Atatürk der; “insan tabiatın mahlûkudur”; Öcalan der; “Allah ile yaptığım savaştan zaferle çıktım, yarı bir tanrıyım.” Buna rağmen hem Atatürk hem de Atakürt’ü rehber edinenlerin Müslüman kimliklerine ne demeli? Onlara göre Allah’tan kastettikleri kimdir? Yaratıcı Allah’ın sözlerini umursamayıp Atatürk yahut Atakürt’ün sözlerini kalpleri yerinden çıkarcasına heyecanlanarak dikkat kesilenlerin Allah’ı kim olabilir?

İslam ve Müslümanlığın ne olduğu ve kimlerin o şerefe nail olabildikleri Kur’an’da açıkça belirtilmiş, özellikle ortak koşulmaması, hükümlerin dışına çıkılmaması ve şirke girilmemesi uyarısı yapılmıştır. Hem Allah hem Atatürk hem Atakürt hem de bilmem kime gibi bir inanç ve itaat, katiyetle İslam dışıdır ve apaçık bir küfürdür. Ancak Kur’an hükümlerine uyan ve hakkı batıla karıştırmayan emir sahiplerine uyulma emri vardır.

Atatürk’ün egemen olduğu ve Atakürt’ün de egemen olmaya çalıştığı Türkiye’de uyulabilecek kim vardır? Sonuçta tamamı Allah ve Resulünün değil Atatürk’ün ilkelerine bağlı ise, iman etmiş bir Müslüman’ın uyabileceği bir lider ya da önder var mıdır?

Bir tarafta Atatürk, bir tarafta Atakürt, diğer tarafta haçlı-siyonistlerin dayatması ve hegemonyası altındaki Türkiye’de Müslüman kalabilmek neredeyse imkânsızdır. Sapıklar, ateistler hatta sokak hayvanları kadar değerleri, özgürlükleri ve söz hakları bulunmayanların Müslümanlık izzetlerine kavuşabilmeleri için; “Ben Müslümanlığı kabul ederek Allah’a söz verip kul oldum ve yaratıcım Allah’tan başkasının hükümlerine uymam mümkün değildir; madem vatandaş olarak tartışılması dahi söz konusu olmayan haklarım var, dini zorunluluk olan mülkiyetimi verin” çağrısında bulunmalıdırlar.

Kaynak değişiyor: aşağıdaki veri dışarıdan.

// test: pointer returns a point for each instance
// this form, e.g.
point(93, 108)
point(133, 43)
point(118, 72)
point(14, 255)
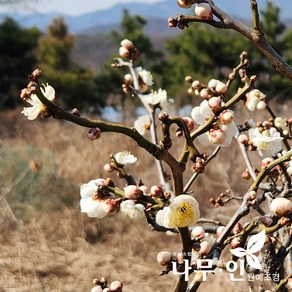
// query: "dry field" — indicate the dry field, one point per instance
point(46, 244)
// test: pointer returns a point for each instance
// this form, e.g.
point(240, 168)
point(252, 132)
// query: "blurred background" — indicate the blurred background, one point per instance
point(46, 244)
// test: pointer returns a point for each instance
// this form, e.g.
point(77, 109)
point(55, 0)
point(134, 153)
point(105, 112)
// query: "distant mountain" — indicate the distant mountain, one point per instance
point(105, 19)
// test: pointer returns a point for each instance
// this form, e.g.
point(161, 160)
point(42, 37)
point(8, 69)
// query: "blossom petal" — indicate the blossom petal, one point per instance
point(238, 252)
point(253, 261)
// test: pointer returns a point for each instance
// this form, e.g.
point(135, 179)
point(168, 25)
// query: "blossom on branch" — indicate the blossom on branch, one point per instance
point(131, 209)
point(36, 105)
point(142, 124)
point(222, 132)
point(268, 142)
point(183, 211)
point(145, 75)
point(125, 157)
point(255, 99)
point(90, 203)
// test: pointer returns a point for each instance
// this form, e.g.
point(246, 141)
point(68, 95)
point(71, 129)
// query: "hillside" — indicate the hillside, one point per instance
point(103, 19)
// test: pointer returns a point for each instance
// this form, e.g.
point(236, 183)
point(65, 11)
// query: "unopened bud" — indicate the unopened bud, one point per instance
point(184, 3)
point(221, 88)
point(189, 79)
point(93, 134)
point(203, 10)
point(226, 117)
point(108, 167)
point(246, 175)
point(128, 78)
point(205, 248)
point(237, 228)
point(219, 230)
point(235, 242)
point(190, 123)
point(204, 93)
point(36, 74)
point(156, 191)
point(124, 53)
point(196, 84)
point(132, 192)
point(215, 103)
point(197, 233)
point(127, 44)
point(243, 139)
point(164, 258)
point(217, 136)
point(266, 161)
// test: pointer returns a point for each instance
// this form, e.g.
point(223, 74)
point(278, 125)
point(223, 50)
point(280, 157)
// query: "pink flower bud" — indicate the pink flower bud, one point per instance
point(112, 205)
point(266, 220)
point(199, 277)
point(237, 228)
point(132, 192)
point(217, 136)
point(243, 139)
point(235, 242)
point(184, 3)
point(190, 123)
point(108, 167)
point(116, 286)
point(226, 117)
point(205, 248)
point(128, 78)
point(156, 191)
point(215, 103)
point(197, 233)
point(261, 105)
point(96, 289)
point(246, 175)
point(93, 134)
point(204, 93)
point(124, 53)
point(127, 44)
point(281, 206)
point(266, 161)
point(180, 258)
point(196, 84)
point(219, 230)
point(143, 188)
point(143, 87)
point(221, 88)
point(164, 258)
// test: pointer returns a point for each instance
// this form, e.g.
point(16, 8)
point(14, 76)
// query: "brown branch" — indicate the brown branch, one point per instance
point(255, 35)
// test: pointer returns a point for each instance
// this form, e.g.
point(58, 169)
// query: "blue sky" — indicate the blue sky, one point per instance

Ancak İslam diye empoze edilen vahiy dışı batıl bir dinin hüküm sürmesinden dolayı küfre boyun eğilmiş ve çok tanrılığa imanda mahsur görülmemiştir. Türkiye’de ırki hak iddia eden PKK/HDP’nin sömürdüğü Kürtlerin hiçbir sorunu yoktur ama Müslümanları cehenneme götürecek öyle sorunu vardır ki, anlaşılan sessiz kaldıkları sorunun ne olduğunu cehennemde gözlerini açtıklarında kavrayabileceklerdir.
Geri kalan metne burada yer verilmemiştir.